The Manipulated Man
- Author: Esther Vilar
- Language: English
- Subject: Men's rights, Sexism, Gender studies, Non-fiction
- Publisher: Pinter & Martin
- Publication date: 1971
- Media type: Paperback, Hardcover
- Pages: 155
- ISBN: 978-0-9530964-2-8
- Followed by: The Polygamous Sex

= The Manipulated Man =

Book by Esther Vilar

The Manipulated Man (Der dressierte Mann) is a 1971 book by author Esther Vilar, originally written in German and translated to English by Eva Borneman. The main idea behind the book is that women are not oppressed by men but rather control men to their advantage. A third edition of the book was released in January 2009.

==Synopsis==
The book argues that, contrary to common feminist and women's rights rhetoric, women in industrialized cultures are not oppressed, but rather exploit a well-established system of manipulating men.

Vilar writes, "Men have been trained and conditioned by women, not unlike the way Pavlov conditioned his dogs, into becoming their slaves. As compensation for their labours men are given periodic use of a woman's vagina." The book contends that young boys are encouraged to associate their masculinity with their ability to be sexually intimate with a woman, and that a woman can control a man by socially empowering herself to be the gate-keeper to his sense of masculinity. Vilar states that this has been going on for some time.

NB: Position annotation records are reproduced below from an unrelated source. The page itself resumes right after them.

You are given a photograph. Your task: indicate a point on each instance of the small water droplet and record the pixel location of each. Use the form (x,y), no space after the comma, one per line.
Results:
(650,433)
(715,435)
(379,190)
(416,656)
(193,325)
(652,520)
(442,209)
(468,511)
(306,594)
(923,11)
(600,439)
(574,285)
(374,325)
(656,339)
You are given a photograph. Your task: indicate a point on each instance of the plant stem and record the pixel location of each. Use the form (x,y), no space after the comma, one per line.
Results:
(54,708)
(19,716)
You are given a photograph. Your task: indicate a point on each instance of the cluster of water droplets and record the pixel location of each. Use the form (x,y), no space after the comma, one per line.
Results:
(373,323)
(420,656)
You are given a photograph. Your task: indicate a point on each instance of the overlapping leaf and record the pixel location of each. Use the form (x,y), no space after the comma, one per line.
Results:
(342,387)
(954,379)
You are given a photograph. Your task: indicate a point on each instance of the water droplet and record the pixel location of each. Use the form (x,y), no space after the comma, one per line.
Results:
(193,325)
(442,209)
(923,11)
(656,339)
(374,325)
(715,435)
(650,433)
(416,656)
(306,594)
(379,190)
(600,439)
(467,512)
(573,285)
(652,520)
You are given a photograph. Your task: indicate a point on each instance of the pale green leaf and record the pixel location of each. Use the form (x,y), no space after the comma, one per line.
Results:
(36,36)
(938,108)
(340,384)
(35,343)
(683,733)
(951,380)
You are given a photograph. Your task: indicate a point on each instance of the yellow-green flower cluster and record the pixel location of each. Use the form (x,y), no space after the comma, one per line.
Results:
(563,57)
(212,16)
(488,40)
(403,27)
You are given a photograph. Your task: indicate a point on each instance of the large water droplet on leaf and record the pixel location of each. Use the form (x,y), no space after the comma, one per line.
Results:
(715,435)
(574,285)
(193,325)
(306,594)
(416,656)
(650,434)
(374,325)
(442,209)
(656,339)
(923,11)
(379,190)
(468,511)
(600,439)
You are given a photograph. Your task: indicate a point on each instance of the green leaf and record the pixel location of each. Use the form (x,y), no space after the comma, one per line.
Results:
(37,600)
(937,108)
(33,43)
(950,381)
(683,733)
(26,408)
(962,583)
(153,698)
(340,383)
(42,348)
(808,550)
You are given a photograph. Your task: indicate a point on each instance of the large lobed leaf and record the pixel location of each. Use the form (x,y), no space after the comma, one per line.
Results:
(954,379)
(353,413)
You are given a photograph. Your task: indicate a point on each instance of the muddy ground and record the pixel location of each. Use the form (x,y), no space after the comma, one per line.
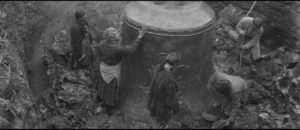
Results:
(32,26)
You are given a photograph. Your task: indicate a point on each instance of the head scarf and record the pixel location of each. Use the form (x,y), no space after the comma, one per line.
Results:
(112,35)
(172,58)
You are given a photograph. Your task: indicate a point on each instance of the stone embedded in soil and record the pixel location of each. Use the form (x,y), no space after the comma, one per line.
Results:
(209,117)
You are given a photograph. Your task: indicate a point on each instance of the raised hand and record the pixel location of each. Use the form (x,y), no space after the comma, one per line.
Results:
(142,32)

The author says that social definitions and norms, such as the idea that women are weak, are constructed by women with their needs in mind. Vilar explains how it works: if women are viewed as weak, less is expected of them; and therefore they are given more leeway in society than men. Vilar states that women are generally "gold diggers" who attempt to extract money and other material resources from men. One means by which women control men to effect this transfer of resources is praise. Women dole out praise to men only when their needs are met in some way.

Another means of manipulation is the calculated use of emotional displays. Vilar claims that women can control their emotional reactions whereas men cannot, and that women create overly-dramatized emotional reactions to get their way: they "blackmail" men emotionally. Women also use sex as a tool of manipulation and control but also traditional concepts of love and romance, which are seen more positively than sex, to control men's sexual lives. Vilar writes that men gain nothing from marriage and that women coerce them into it under the pretense that it fulfills their romantic desires.

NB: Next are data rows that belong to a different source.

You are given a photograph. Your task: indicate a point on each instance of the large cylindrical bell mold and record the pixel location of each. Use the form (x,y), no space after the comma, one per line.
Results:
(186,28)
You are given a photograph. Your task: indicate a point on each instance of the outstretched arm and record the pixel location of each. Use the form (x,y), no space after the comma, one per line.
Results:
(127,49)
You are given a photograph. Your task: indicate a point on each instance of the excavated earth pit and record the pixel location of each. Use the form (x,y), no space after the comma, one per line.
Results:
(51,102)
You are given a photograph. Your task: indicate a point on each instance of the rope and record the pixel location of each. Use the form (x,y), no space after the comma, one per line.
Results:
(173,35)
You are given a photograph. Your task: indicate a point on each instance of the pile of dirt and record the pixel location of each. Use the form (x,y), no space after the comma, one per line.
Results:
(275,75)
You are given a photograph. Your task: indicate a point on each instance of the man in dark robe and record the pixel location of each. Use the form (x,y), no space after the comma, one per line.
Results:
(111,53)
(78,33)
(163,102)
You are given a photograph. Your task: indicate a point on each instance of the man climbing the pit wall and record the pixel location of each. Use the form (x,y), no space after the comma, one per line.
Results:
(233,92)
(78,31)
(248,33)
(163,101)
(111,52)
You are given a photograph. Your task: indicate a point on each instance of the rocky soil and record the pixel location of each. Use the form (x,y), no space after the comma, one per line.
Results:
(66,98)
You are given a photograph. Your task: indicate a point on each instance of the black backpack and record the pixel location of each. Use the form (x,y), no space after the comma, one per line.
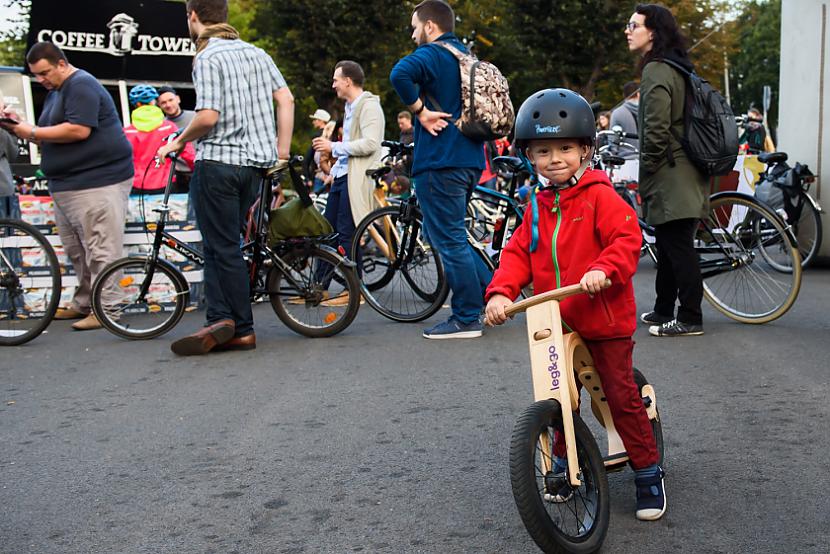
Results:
(710,137)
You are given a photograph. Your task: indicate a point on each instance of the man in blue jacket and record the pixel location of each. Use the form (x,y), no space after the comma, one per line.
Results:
(446,164)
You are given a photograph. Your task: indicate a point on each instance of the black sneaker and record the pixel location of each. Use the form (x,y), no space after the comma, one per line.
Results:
(654,318)
(675,328)
(558,487)
(651,496)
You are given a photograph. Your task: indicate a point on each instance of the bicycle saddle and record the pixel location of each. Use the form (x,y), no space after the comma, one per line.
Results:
(772,157)
(509,163)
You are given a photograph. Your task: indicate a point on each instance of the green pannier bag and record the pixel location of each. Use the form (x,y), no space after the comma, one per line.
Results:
(294,219)
(298,217)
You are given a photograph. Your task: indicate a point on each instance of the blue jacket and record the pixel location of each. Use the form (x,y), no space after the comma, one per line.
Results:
(433,71)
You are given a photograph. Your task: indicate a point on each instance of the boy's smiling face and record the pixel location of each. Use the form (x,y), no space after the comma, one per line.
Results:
(557,160)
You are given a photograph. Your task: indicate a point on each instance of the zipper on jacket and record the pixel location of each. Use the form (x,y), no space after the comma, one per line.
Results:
(557,209)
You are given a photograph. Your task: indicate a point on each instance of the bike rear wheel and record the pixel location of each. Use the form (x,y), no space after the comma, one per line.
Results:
(400,274)
(578,524)
(743,247)
(30,282)
(137,299)
(319,297)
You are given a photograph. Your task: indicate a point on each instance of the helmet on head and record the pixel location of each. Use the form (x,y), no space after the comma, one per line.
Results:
(552,114)
(143,94)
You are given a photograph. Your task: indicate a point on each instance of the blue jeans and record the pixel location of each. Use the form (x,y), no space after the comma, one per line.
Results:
(222,195)
(443,196)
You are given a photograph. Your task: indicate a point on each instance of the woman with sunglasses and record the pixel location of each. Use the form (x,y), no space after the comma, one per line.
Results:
(674,192)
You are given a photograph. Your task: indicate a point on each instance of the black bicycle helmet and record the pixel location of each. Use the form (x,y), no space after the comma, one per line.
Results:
(554,113)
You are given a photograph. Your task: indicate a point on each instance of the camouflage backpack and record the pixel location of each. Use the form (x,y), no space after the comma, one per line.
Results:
(486,110)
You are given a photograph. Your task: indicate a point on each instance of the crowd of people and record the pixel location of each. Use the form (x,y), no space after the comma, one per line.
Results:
(92,164)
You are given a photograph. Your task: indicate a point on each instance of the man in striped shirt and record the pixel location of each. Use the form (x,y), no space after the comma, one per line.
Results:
(236,86)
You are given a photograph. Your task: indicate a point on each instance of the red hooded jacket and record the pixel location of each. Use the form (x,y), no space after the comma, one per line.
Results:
(581,228)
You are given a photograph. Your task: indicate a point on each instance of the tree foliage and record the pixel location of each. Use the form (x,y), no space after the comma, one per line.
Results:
(757,60)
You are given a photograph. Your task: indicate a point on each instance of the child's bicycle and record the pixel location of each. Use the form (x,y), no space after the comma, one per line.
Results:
(560,363)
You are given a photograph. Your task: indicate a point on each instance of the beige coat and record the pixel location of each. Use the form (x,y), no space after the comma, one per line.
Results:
(364,149)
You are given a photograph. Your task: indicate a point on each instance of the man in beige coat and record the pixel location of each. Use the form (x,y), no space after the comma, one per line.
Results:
(350,198)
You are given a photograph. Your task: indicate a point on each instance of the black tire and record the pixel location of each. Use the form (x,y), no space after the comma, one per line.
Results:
(750,265)
(808,232)
(123,311)
(311,309)
(656,424)
(20,320)
(406,288)
(549,523)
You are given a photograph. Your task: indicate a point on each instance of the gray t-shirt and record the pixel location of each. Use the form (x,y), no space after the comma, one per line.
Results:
(105,157)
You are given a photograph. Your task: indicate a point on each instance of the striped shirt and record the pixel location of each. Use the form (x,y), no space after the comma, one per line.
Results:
(237,80)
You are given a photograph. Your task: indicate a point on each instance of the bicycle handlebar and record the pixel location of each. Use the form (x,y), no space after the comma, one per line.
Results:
(555,294)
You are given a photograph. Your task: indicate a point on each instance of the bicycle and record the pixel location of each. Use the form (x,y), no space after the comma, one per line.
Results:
(401,275)
(304,278)
(784,189)
(560,364)
(747,253)
(30,282)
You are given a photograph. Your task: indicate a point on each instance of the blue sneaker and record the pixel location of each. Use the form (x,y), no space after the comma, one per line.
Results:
(651,495)
(454,329)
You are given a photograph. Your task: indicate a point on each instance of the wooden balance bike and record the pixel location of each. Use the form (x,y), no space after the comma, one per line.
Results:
(565,512)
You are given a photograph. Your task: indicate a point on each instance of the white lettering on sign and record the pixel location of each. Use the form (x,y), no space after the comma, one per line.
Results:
(122,39)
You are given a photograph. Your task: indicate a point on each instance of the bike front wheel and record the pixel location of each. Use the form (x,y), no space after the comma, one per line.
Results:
(314,292)
(30,282)
(578,524)
(137,299)
(744,249)
(400,274)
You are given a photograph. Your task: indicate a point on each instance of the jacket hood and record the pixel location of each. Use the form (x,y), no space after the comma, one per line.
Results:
(679,57)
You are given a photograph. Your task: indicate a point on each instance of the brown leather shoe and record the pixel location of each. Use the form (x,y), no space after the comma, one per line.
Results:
(247,342)
(205,339)
(69,313)
(87,324)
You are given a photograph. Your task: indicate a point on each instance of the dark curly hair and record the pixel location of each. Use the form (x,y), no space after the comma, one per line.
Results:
(667,40)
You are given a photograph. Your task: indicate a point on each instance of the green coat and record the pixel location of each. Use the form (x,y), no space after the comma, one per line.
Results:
(668,193)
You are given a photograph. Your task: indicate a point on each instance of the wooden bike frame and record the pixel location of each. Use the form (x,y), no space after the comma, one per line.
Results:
(557,361)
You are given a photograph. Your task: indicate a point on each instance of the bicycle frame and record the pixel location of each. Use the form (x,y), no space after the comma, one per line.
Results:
(557,361)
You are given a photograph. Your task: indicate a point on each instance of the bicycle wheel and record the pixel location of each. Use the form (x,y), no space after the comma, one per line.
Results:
(656,424)
(30,282)
(743,248)
(579,524)
(400,274)
(808,231)
(135,299)
(319,297)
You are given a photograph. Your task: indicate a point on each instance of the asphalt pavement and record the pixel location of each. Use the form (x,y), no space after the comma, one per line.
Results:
(380,441)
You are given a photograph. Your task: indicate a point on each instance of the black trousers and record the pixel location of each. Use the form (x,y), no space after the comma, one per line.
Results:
(678,271)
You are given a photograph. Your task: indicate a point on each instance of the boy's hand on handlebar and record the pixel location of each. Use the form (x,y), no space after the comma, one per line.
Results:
(593,281)
(494,313)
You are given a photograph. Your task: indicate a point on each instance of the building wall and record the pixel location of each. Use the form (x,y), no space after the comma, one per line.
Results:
(804,103)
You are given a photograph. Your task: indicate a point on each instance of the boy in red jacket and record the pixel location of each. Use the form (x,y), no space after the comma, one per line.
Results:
(580,231)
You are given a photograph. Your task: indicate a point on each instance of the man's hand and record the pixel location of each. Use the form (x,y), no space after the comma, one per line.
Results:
(433,122)
(321,144)
(494,313)
(593,281)
(174,146)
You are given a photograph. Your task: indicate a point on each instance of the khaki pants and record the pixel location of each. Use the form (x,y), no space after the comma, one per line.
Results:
(91,226)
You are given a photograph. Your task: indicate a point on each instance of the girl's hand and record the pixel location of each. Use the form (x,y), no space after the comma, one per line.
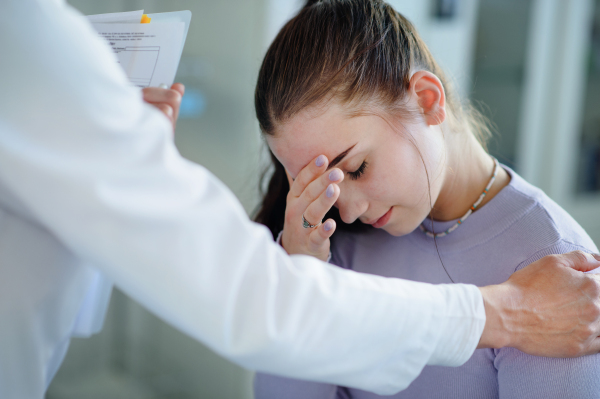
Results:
(312,194)
(166,100)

The book closes with Vilar stating that it would be difficult to change the situation by appealing to women, as women are unsympathetic to the plight of men, and unwilling to give up their comfortable position in society. It is up to men to see past the deception and emotional blackmail and subject it to open criticism before any meaningful changes can occur.

==Reception==
The Manipulated Man was quite popular at the time of its release, in part due to the considerable press coverage it received.

Vilar appeared on The Tonight Show on February 21, 1973, to discuss her book. In 1975 she was invited to a televised debate by WDR with Alice Schwarzer, who was considered as the leading representative of the women's movement in Germany at that time. The debate provoked controversy, in particular for its high degree of aggression. At one point, for example, Schwarzer claimed Vilar was "not only sexist, but fascist", and compared her book with the Nazi newspaper Der Stürmer.

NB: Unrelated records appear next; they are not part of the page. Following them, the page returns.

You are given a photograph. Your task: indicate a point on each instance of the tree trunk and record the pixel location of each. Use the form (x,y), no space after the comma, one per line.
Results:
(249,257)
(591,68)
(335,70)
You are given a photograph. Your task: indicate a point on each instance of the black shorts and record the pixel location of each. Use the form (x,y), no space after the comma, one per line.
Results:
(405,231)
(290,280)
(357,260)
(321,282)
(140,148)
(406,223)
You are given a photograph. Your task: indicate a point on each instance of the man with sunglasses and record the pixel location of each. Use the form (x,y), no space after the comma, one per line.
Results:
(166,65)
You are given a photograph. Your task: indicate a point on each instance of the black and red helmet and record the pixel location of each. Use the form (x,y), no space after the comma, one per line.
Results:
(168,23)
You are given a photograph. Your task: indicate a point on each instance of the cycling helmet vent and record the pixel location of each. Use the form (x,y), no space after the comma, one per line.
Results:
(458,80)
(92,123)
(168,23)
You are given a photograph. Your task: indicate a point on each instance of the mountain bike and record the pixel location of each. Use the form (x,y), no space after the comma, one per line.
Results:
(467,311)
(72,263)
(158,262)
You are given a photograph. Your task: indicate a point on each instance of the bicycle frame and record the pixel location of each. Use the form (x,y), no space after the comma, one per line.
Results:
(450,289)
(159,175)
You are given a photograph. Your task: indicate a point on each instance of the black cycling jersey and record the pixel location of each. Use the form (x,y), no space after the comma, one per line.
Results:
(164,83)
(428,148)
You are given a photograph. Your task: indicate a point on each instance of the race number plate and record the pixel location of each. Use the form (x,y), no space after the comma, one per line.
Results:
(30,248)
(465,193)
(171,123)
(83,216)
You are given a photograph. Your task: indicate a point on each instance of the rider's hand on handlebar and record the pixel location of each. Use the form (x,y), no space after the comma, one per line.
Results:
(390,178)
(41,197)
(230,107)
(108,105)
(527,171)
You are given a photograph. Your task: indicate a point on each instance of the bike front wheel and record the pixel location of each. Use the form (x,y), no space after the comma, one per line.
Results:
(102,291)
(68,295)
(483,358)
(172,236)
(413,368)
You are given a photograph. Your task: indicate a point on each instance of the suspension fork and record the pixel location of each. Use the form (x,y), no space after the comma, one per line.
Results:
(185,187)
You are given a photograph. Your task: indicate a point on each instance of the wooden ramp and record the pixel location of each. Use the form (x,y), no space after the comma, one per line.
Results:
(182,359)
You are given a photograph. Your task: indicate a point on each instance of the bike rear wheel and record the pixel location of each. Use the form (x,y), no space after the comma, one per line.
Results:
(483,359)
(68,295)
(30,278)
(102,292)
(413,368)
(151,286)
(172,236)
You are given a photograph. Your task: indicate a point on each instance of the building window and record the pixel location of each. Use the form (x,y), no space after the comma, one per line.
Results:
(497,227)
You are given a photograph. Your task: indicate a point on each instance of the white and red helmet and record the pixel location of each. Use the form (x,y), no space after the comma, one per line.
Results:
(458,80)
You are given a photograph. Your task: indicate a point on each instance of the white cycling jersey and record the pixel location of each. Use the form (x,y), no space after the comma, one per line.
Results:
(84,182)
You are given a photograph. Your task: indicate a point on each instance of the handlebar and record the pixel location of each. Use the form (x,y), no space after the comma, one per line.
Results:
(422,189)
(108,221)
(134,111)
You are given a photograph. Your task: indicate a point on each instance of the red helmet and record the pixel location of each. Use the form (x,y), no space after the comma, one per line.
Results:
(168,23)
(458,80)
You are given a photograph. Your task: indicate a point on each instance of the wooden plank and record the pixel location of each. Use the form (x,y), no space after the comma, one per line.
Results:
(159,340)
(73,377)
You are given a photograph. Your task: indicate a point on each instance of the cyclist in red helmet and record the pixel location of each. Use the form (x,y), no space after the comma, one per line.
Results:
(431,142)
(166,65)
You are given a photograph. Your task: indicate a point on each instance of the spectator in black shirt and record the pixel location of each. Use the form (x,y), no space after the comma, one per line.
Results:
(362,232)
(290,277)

Vilar stated that she received death threats over the book: "So I hadn't imagined broadly enough the isolation I would find myself in after writing this book. Nor had I envisaged the consequences which it would have for subsequent writing and even for my private life—violent threats have not ceased to this date."

==Sales==
According to research from the Spanish Book Institute, the Spanish translated version (under the title El Varón Domado) was the third-most popular book sold in Spain in 1975.